Saya pribadi merasa seperti berada di Kampung Ampel, Surabaya. Aroma minyak wangi yang meruap menambah kuat kesan Kampung Ampel di Loloan Barat ini. Apalagi setelah kami mendekati komplek makam Habib Ali bin Umar bin Abu Bakar Bafaqih, salah satu ulama yang berjasa dalam penyebaran Islam di Bali. “Loloan memiliki peran penting masuknya Islam di Bali,” kata Ahmad Dasuki yang memandu kami.
Lokasi makam yang tidak persis di pinggir jalan membuat kami harus menyusuri perkampungan ini. Tapi, kami bersyukur karena dapat berinteraksi dengan penduduk kampung yang membuat saya penasaran sedari tadi.
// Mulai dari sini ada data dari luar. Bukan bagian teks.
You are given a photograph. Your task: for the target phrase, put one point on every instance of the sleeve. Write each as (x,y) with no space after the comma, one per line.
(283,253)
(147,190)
Terlebih, logat bicara mereka mengingatkan saya pada dialog kartun negeri tetangga: Upin dan Ipin. “Bahasa Melayu sudah digunakan di sini sejak dua abad silam,” katanya.
Penutur awal bahasa Melayu datang dari Trengganu yang mengikuti migrasi penduduk Pontianak dan Bugis setelah Makassar jatuh ke tangan Belanda pada 1667. “Warga Bugis di sini masih keturunan Sultan Wajo,” kata Dasuki. Bahasa Melayu itu masih digunakan oleh komunitas muslim hingga sekarang. Warga Jembrana menyebutnya bahasa Melayu Bali.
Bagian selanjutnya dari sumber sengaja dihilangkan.